From: Adrian Tymes (wingcat@pacbell.net)
Date: Sat Oct 20 2001 - 18:24:20 MDT
"Robert J. Bradbury" wrote:
> Adrian Tymes wrote:
> > Construction of which was paid for how?
>
> The construction cost for a single self-replicating nanorobot
> based on in-place manufacturing methods is essentially $0.
> The design cost may or may not be significant. It depends
> on how similar the designs for space based nanorobots are
> to say medical nanorobots (or how effectively the CAD tools
> for nanorobot designs for medical applications lower the cost
> of designing those for other applications).
True...once we have self-replicating nanorobots. If we had them, it
would be a perfectly valid strategy to send one or a few to an
asteroid, then construct the means to slow it down out of the
asteroid's non-valuable mass. Only problem is: we don't have them yet.
> Space development *can* piggyback very easily on developments
> for other applications. Note that "nanorobots" are not strictly
> necessary, MEMSbots would likely be as effective.
True. But we don't have self-replicating MEMSbots either, yet.

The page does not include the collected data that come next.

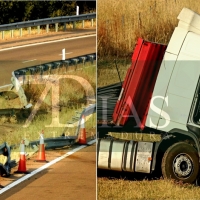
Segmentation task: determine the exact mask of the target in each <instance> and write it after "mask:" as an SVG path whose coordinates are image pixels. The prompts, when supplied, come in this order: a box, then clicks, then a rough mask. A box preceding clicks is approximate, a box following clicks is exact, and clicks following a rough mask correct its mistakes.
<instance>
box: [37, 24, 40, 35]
mask: <svg viewBox="0 0 200 200" xmlns="http://www.w3.org/2000/svg"><path fill="white" fill-rule="evenodd" d="M37 30H38V34H40V26H37Z"/></svg>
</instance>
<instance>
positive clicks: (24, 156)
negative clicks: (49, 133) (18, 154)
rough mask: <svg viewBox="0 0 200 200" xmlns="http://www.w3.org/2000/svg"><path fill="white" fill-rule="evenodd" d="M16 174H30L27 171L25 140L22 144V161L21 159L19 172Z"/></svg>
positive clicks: (21, 156)
mask: <svg viewBox="0 0 200 200" xmlns="http://www.w3.org/2000/svg"><path fill="white" fill-rule="evenodd" d="M14 173H18V174H28V173H29V172H28V171H26V156H25V145H24V140H22V142H21V144H20V159H19V167H18V170H17V171H15V172H14Z"/></svg>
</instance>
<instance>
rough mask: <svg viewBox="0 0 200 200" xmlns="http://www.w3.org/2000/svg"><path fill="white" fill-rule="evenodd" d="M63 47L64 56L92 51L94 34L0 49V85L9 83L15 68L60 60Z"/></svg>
mask: <svg viewBox="0 0 200 200" xmlns="http://www.w3.org/2000/svg"><path fill="white" fill-rule="evenodd" d="M64 48H65V51H66V58H72V57H76V56H79V55H83V54H89V53H94V52H96V36H90V37H88V36H87V37H84V38H77V39H73V40H66V41H60V42H55V41H53V43H52V42H49V43H48V44H40V45H36V46H28V47H22V48H18V49H10V50H6V51H0V86H2V85H6V84H10V83H11V81H10V78H11V73H12V71H14V70H16V69H20V68H24V67H30V66H34V65H38V64H42V63H46V62H50V61H56V60H61V59H62V55H61V53H62V49H64Z"/></svg>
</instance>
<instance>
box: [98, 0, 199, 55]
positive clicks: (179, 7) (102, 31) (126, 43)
mask: <svg viewBox="0 0 200 200" xmlns="http://www.w3.org/2000/svg"><path fill="white" fill-rule="evenodd" d="M97 7H98V12H97V14H98V16H97V18H98V27H97V34H98V41H97V45H98V46H97V49H98V57H99V58H106V57H110V56H114V57H126V56H128V55H129V54H130V53H131V52H132V50H133V48H134V45H135V42H136V41H137V39H138V37H142V38H143V39H145V40H149V41H152V42H158V43H163V44H168V42H169V40H170V38H171V35H172V32H173V30H174V28H175V27H176V26H177V24H178V20H177V16H178V14H179V13H180V11H181V10H182V8H183V7H187V8H189V9H192V10H193V11H195V12H197V13H200V7H199V3H198V2H197V1H195V0H140V1H136V0H125V1H123V0H119V1H117V2H116V1H114V0H110V1H106V0H101V1H98V2H97Z"/></svg>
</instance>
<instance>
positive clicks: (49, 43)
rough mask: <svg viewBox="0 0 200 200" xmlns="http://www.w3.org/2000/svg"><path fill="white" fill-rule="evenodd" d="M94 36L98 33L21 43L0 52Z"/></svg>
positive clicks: (80, 38) (5, 48)
mask: <svg viewBox="0 0 200 200" xmlns="http://www.w3.org/2000/svg"><path fill="white" fill-rule="evenodd" d="M94 36H96V34H92V35H85V36H78V37H73V38H64V39H59V40H53V41H48V42H39V43H33V44H26V45H21V46H16V47H9V48H5V49H0V52H1V51H8V50H13V49H19V48H24V47H31V46H37V45H42V44H50V43H56V42H62V41H66V40H76V39H82V38H87V37H94Z"/></svg>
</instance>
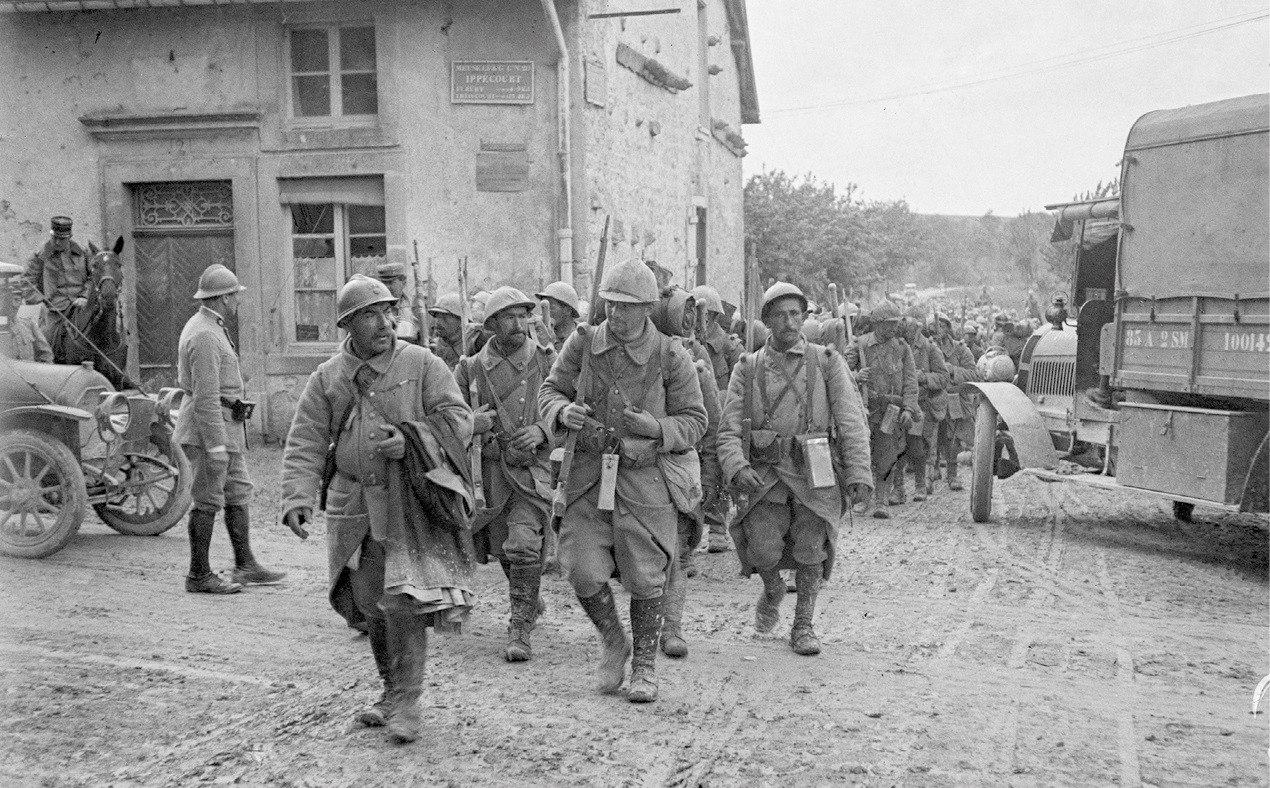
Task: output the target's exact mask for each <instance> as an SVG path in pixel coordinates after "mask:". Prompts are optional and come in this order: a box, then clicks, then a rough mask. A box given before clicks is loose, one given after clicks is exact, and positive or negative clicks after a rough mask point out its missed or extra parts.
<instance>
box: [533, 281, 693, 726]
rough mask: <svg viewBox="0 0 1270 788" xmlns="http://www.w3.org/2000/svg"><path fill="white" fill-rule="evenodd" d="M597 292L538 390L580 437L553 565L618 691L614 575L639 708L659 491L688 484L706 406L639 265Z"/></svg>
mask: <svg viewBox="0 0 1270 788" xmlns="http://www.w3.org/2000/svg"><path fill="white" fill-rule="evenodd" d="M599 295H601V297H603V299H605V315H606V320H605V322H603V323H601V324H599V325H598V327H596V328H593V329H588V330H585V332H584V330H583V329H582V328H579V330H578V332H577V333H574V334H573V336H572V337H570V338H569V339H568V341H566V342H565V344H564V351H563V352H561V353H560V357H559V358H556V362H555V366H554V367H551V375H550V376H549V377H547V380H546V383H544V384H542V390H541V393H540V398H541V405H542V409H544V416H545V417H546V418H547V421H549V422H551V423H555V425H559V426H560V427H561V428H564V430H577V431H580V432H579V436H578V438H577V445H578V449H577V451H578V454H579V455H580V456H578V458H577V461H574V463H573V469H572V475H570V477H569V478H568V479H566V480H563V482H566V492H568V501H569V507H568V510H566V511H565V515H564V520H563V522H561V527H560V547H559V553H560V566H561V568H563V569H564V573H565V576H566V577H568V578H569V583H570V585H572V586H573V590H574V594H577V595H578V600H579V601H580V602H582V608H583V610H585V611H587V615H588V616H589V618H591V620H592V623H593V624H594V625H596V629H597V630H598V632H599V634H601V637H602V638H603V643H605V655H603V658H602V661H601V665H599V670H598V679H599V683H598V689H599V690H601V691H603V693H616V691H617V690H618V689H620V688H621V684H622V679H624V676H625V672H626V661H627V660H630V658H631V641H630V639H629V638H627V637H626V633H625V632H624V630H622V623H621V620H620V619H618V618H617V608H616V606H615V602H613V595H612V590H611V588H610V586H608V578H610V577H612V574H613V569H615V568H616V569H617V571H618V572H620V574H621V582H622V585H624V586H625V587H626V590H627V591H630V595H631V609H630V618H631V630H632V633H634V635H635V638H634V639H635V643H634V660H632V670H631V680H630V686H629V690H627V699H629V700H630V702H631V703H649V702H653V700H657V676H655V672H654V663H655V658H657V648H658V639H659V634H660V630H662V595H663V591H664V588H665V585H667V580H668V576H669V568H671V564H672V563H673V562H674V560H677V559H678V554H677V553H678V550H677V516H676V503H674V498H672V491H671V488H669V486H672V484H683V482H685V480H688V479H691V473H692V469H690V468H687V466H686V456H687V455H686V454H685V452H687V451H688V450H690V449H692V447H693V446H695V445H696V442H697V441H699V440H701V436H702V435H704V433H705V431H706V409H705V405H704V403H702V399H701V385H700V384H699V383H697V374H696V370H695V369H693V366H692V361H691V360H690V358H688V356H687V353H685V352H683V351H682V350H678V348H676V347H674V346H672V344H671V341H669V339H668V338H667V337H664V336H662V334H660V333H659V332H658V330H657V328H655V327H654V325H653V322H652V320H650V319H649V315H650V314H652V311H653V306H654V305H655V304H657V301H658V296H659V292H658V287H657V278H655V277H654V276H653V272H652V271H649V269H648V267H645V266H644V264H643V263H640V262H639V261H627V262H625V263H622V264H620V266H615V267H613V268H611V269H608V271H606V272H605V278H603V281H602V282H601V290H599ZM579 391H580V395H579ZM690 492H691V491H686V489H679V491H678V493H679V494H688V493H690Z"/></svg>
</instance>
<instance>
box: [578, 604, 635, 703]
mask: <svg viewBox="0 0 1270 788" xmlns="http://www.w3.org/2000/svg"><path fill="white" fill-rule="evenodd" d="M578 601H579V602H580V604H582V609H583V610H585V611H587V616H588V618H589V619H591V623H592V624H594V625H596V629H598V630H599V637H601V638H602V639H603V642H605V655H603V656H602V657H601V660H599V667H598V669H597V670H596V679H597V683H596V689H598V690H599V691H601V693H606V694H612V693H616V691H617V690H618V689H621V686H622V679H624V677H625V676H626V661H627V660H630V657H631V642H630V638H627V637H626V632H625V630H624V629H622V622H621V619H618V618H617V604H616V602H615V601H613V590H612V588H610V587H608V583H605V586H603V587H602V588H601V590H599V592H598V594H596V595H593V596H579V597H578Z"/></svg>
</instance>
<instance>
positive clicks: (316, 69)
mask: <svg viewBox="0 0 1270 788" xmlns="http://www.w3.org/2000/svg"><path fill="white" fill-rule="evenodd" d="M291 70H292V71H330V48H329V46H328V43H326V31H291Z"/></svg>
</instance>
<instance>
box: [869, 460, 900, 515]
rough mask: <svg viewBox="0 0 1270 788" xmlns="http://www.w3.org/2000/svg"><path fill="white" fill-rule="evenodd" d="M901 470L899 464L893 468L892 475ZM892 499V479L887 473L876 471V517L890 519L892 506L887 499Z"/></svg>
mask: <svg viewBox="0 0 1270 788" xmlns="http://www.w3.org/2000/svg"><path fill="white" fill-rule="evenodd" d="M897 470H899V465H898V464H897V465H895V468H894V469H893V470H892V477H894V475H895V472H897ZM888 499H890V479H888V478H886V474H883V473H874V517H876V519H879V520H890V508H889V507H888V505H886V501H888Z"/></svg>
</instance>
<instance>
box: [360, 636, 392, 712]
mask: <svg viewBox="0 0 1270 788" xmlns="http://www.w3.org/2000/svg"><path fill="white" fill-rule="evenodd" d="M366 635H367V637H368V638H370V641H371V653H373V655H375V667H376V670H378V671H380V681H382V683H384V691H382V693H380V699H378V700H376V702H375V705H372V707H371V708H368V709H362V710H361V712H358V713H357V717H356V719H357V722H359V723H362V724H364V726H367V727H372V728H381V727H384V726H386V724H387V723H389V714H390V713H391V710H392V705H391V702H390V695H391V693H392V658H391V657H390V656H389V625H387V623H386V622H385V620H384V619H366Z"/></svg>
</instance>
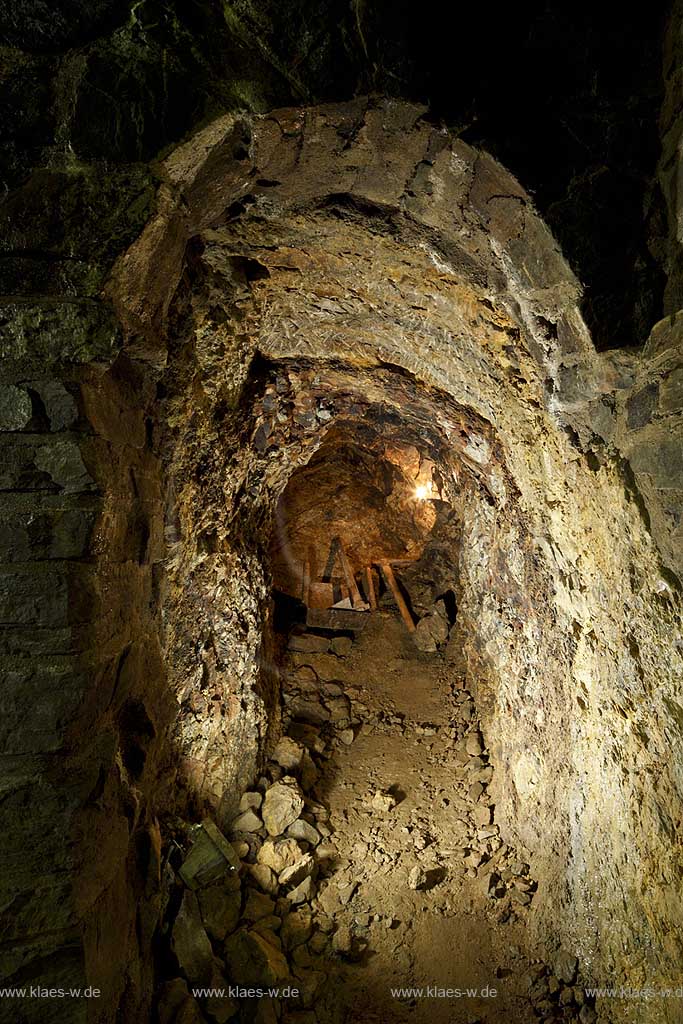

> > Which will be years, probably at least a century or two, later for most
> > such rocks. Humans usually aren't that patient. This may change in
> > a century or two, assuming greatly extended lifespans come into play,
> > but I'm talking about strategy to get space colonized *within* a single
> > century.
>
> You have to be assuming that nanotech development fails completely
> to believe that we will not be in space in a robust way within the
> next 50 years. I myself would place bets on the expansion occuring
> in the 2020-2030 time frame.
Mmm hmm. And I'm outlining a way to realize that, without having to
gamble on technology not yet developed. (Self-replicating nanotech
easily leads to space, but there's ways to space even if SRN fails.)
> > Right now? $0, or close enough to make no difference. I'm not
> > kidding: NASA might well, say, boost its discarded shuttle fuel tanks
> > into orbit if someone where to pay it enough; design studies have even
> > been done on it.
>
> That simply isn't true. It looks to me like habitat space is worth
> something in the vicinity of $10-20 million per week (once the
> development costs are "sunk").
So, who pays the development costs? They'll easily outstrip $10-20
million per week amortized over anything short of a decade, and there
aren't any commercial places willing to put up that much money for
non-proven markets. (Governments might be able to, but their funding
is subject to political whims: rely on government funding, and you roll
the dice each year to see if your project still exists. The result is
something about as effective as post-Challenger NASA...)
> > Asteroid mining, *if one delivers the minerals to Earth to sell them*,
> > is one such activity.
>
> I don't think so. To get them to Earth reliably, without vaporizing most
> of your payload, you have to have controlled deceleration -- or sufficient
> manufacturing capability in space that the heat shield that you vaporize
> is made out of relatively worthless material. So you have to lift into
> orbit (a) fuel for deceleration; or (b) heat shield manufacturing capacity.
> I've never seen anything (and I've read a fair amount of literature on
> the topic) that suggests that the calculations for this have been done
> and can in fact produce a net profit.
Crude positioning can put the reject slag into heat shield position, so
(b) doesn't seem too difficult. Alternately, for (a), fuel for
deceleration could be mined from the asteroid itself (for some
asteroids). And there may be a third way: beamed energy launches have
been demonstrated, at least in prototype, but in reverse, they can
decelerate a payload that's dropping towards them.